Set bit 2 if you need y position written as text baseline position (=default) or clear bit 2 to save the top position

 

"XML" - simplified XML code. The text is exported encoded into UTF8 format. <?xml...> tags are suppressed, to make it easier to append the text.

The following tags are used:

 <table>, <tr>, <td> are used to separate tables from the text

 <page units="pt" n="pagenumber 0..x" w="width" h="height"> </page> encloses one page

 <text ff="fontface" fs="fontsize" x="xpos" y="ypos" fc="fontcolor"> </text> encloses text

    i="1" will be written for italic text, b="1" will be used for bold text.

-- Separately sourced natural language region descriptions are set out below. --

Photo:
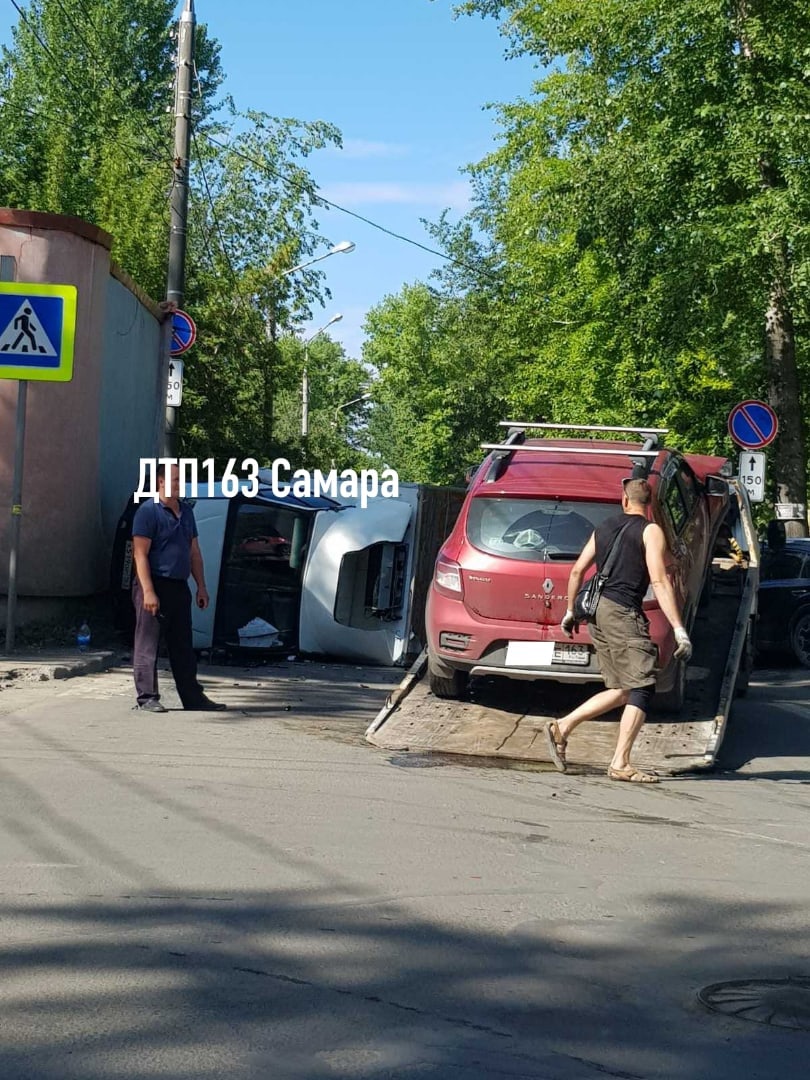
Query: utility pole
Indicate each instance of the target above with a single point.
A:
(178, 235)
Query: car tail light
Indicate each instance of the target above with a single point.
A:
(448, 576)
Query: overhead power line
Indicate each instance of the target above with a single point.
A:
(327, 202)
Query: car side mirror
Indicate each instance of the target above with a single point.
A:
(716, 486)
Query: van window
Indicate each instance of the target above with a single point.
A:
(688, 486)
(676, 507)
(783, 566)
(534, 530)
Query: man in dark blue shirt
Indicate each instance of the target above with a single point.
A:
(166, 552)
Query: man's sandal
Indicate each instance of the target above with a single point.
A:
(631, 775)
(556, 745)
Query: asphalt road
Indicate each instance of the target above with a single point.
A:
(262, 894)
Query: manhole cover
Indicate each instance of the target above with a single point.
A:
(781, 1002)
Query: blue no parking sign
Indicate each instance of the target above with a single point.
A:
(753, 424)
(184, 333)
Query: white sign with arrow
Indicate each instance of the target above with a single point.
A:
(752, 473)
(174, 392)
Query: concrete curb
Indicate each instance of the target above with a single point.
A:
(31, 669)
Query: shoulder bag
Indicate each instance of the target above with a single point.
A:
(588, 597)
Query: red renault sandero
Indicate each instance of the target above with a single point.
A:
(499, 588)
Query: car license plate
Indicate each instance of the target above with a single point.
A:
(529, 653)
(571, 655)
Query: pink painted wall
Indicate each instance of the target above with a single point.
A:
(64, 550)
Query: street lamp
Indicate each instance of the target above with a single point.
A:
(305, 377)
(342, 248)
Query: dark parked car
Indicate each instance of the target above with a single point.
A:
(784, 599)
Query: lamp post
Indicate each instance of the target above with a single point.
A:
(342, 248)
(305, 378)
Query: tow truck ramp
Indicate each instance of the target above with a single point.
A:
(504, 718)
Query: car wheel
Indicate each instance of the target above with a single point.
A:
(446, 682)
(800, 638)
(672, 701)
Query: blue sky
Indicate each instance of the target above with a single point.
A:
(405, 83)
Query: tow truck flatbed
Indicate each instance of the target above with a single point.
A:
(504, 718)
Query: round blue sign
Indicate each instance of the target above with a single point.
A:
(753, 424)
(184, 333)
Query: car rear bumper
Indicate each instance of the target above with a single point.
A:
(482, 646)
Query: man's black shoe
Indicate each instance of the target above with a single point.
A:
(152, 705)
(206, 705)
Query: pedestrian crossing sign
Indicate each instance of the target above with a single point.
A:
(37, 332)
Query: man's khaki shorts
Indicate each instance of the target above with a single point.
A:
(628, 657)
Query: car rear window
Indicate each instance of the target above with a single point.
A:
(534, 530)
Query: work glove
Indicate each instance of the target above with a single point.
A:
(684, 649)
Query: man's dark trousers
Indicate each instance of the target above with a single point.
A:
(175, 621)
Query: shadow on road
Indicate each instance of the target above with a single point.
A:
(310, 984)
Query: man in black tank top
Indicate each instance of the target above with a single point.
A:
(620, 631)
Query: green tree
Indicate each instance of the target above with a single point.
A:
(442, 385)
(85, 131)
(665, 151)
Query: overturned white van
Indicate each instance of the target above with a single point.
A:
(332, 579)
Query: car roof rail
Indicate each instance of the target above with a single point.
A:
(644, 451)
(581, 427)
(503, 451)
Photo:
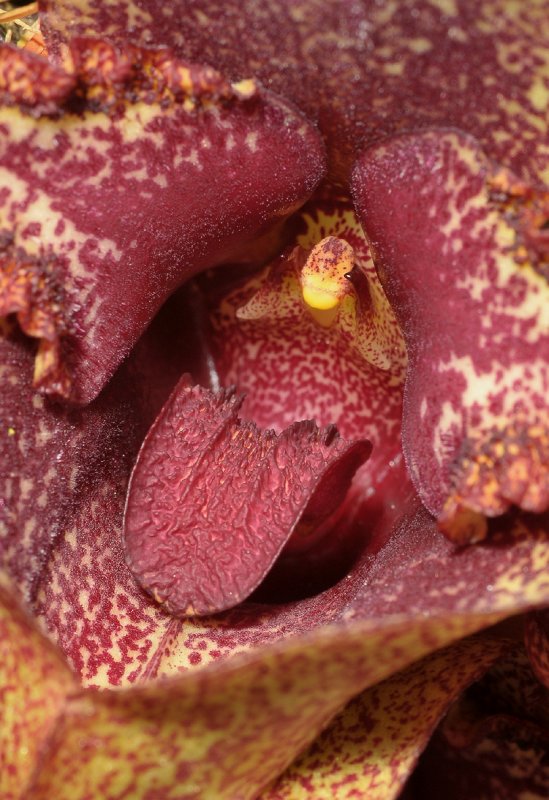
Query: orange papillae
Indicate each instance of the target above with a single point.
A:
(28, 289)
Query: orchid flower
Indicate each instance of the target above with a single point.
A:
(275, 432)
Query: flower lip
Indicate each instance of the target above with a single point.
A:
(212, 500)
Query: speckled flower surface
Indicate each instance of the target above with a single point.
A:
(274, 469)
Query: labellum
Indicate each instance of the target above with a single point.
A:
(274, 421)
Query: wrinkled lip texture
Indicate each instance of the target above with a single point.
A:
(122, 156)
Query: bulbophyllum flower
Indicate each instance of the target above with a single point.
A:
(279, 589)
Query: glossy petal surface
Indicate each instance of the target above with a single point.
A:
(110, 201)
(473, 303)
(363, 69)
(371, 748)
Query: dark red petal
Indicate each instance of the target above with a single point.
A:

 The engine will combine consecutive characters into one <text> tag encoded to UTF8.

"RTF" - RTF code

The method is implemented like this:

function TWPViewPDF.GetPageText(PageNo: Integer; format: string = ''):AnsiString;

var

  len: Integer;

begin

  len := CommandStrEx(COMPDF_GetTextLenformat, PageNo);

  SetLength(Result, len);

  if len > 0 then

    CommandEx(COMPDF_GetTextBuf, Cardinal(PAnsiChar(Result)));

end;

 

It is possible to limit the area where the text is extracted by specifying a rectangle, x,y,x1,y1.

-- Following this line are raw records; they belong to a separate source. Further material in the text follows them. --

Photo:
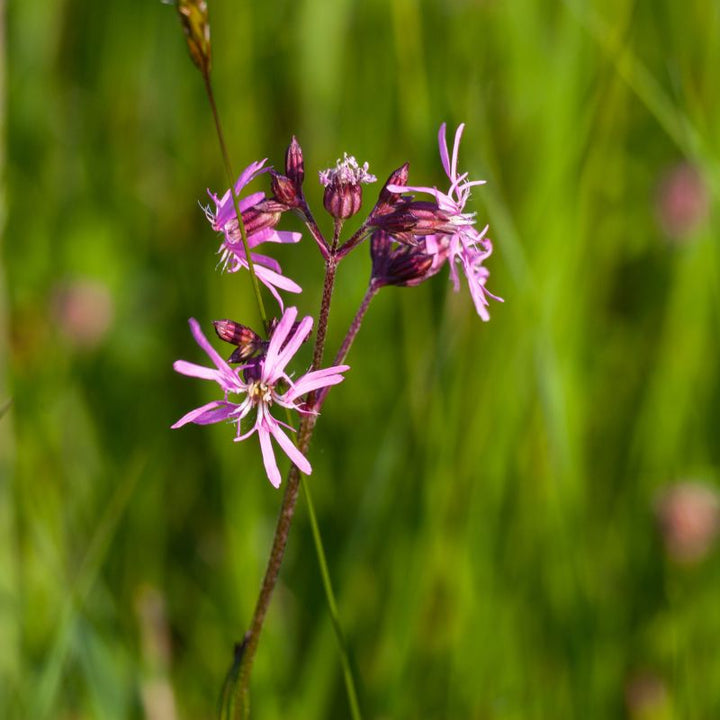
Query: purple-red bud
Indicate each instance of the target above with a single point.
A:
(400, 265)
(247, 340)
(265, 214)
(397, 177)
(285, 190)
(294, 163)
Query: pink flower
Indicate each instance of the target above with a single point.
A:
(463, 244)
(262, 385)
(259, 217)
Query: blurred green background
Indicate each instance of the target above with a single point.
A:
(494, 497)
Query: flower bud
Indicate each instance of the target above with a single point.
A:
(294, 163)
(194, 19)
(343, 191)
(400, 265)
(285, 190)
(387, 199)
(247, 340)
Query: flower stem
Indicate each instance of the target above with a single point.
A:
(282, 530)
(236, 201)
(350, 244)
(349, 337)
(314, 230)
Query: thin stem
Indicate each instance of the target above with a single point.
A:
(349, 337)
(287, 509)
(328, 285)
(332, 606)
(236, 200)
(356, 238)
(314, 230)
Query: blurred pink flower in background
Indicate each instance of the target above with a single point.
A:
(83, 311)
(688, 514)
(682, 201)
(646, 697)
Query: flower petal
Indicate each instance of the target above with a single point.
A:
(291, 450)
(293, 344)
(269, 457)
(277, 340)
(213, 412)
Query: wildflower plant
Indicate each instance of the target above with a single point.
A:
(262, 391)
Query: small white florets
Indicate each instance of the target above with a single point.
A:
(347, 172)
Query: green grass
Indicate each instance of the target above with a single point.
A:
(485, 491)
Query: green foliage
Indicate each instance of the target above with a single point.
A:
(486, 492)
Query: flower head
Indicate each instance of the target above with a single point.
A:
(454, 232)
(260, 216)
(252, 390)
(343, 186)
(403, 265)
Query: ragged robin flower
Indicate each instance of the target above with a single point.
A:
(259, 386)
(464, 245)
(260, 215)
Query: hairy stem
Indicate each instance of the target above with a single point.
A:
(349, 338)
(287, 510)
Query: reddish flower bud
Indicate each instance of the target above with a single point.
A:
(194, 19)
(401, 265)
(247, 340)
(294, 163)
(387, 199)
(285, 190)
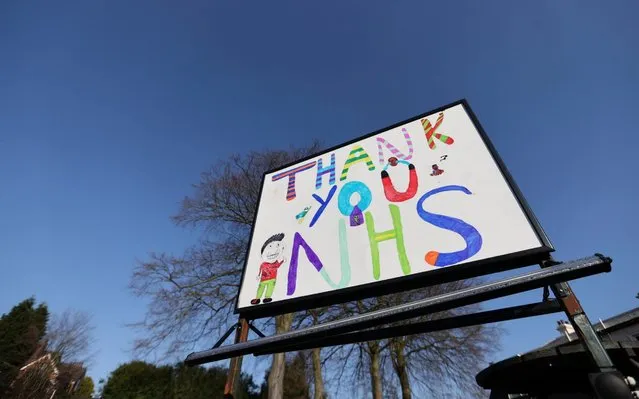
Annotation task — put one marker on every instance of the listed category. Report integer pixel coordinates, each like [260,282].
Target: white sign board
[421,196]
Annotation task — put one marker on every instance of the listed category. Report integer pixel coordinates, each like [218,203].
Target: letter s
[470,234]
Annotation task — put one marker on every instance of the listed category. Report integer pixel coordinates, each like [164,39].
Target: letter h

Please note that the values are measured in 72dpi and are not using any rotation which may be applied to the PDF page.

 pdf.command(COMPDF_GetTextSetOptions, 4+2); // Activate the filter

 pdf.command(COMPDF_GetTextFilterRectX, x );  // Left and Top Values

 pdf.command(COMPDF_GetTextFilterRectY, y );

 pdf.command(COMPDF_GetTextFilterRectX1, x1 );  // Right and Bottom values

 pdf.command(COMPDF_GetTextFilterRecty1, y1 );

 

Don't forget to call pdf.command(COMPDF_GetTextSetOptions, 2) to deactivate the filter when you are done.

 

Example:

// event handler for OnSelRect

procedure TForm1.SelRectEventToDrawrectangleandextracttext(Sender: TObject; const PageNr: Integer; R: TRect);

var WPViewPDF : TWPViewPDF;

    s : string;

begin

    WPViewPDF:= (Sender as TWPViewPDF);

    WPViewPDF.OnSelRectEvent := nil;

    try

        WPViewPDF.command(COMPDF_GetTextSetOptions, 4+2); // Activate the filter

        WPViewPDF.command(COMPDF_GetTextFilterRectX , r.Left );

        WPViewPDF.command(COMPDF_GetTextFilterRectY , r.Top );

        WPViewPDF.command(COMPDF_GetTextFilterRectX1, r.Right );

        WPViewPDF.command(COMPDF_GetTextFilterRecty1, r.Bottom );

        s := WPViewPDF.GetPageText(PageNr);

        // WPViewPDF.AddHighlightRect(0, r.Left, r.Top, r.Width, r.Height , 255, [] );

        ShowMessage( s );   // 1...

    finally

        WPViewPDF.command(COMPDF_GetTextSetOptions, 2); // DE-Activate the filter

    end;

end;

 

// on button click ....

procedure TForm1.Drawrectangleandextracttext_Click(Sender: TObject);

begin

  if pdf<>nil then

  begin

    pdf.OnSelRectEvent := SelRectEventToDrawrectangleandextracttext;

    pdf.CommandEx(COMPDF_SelectMode, 2); // let the user draw ...

  end;

end;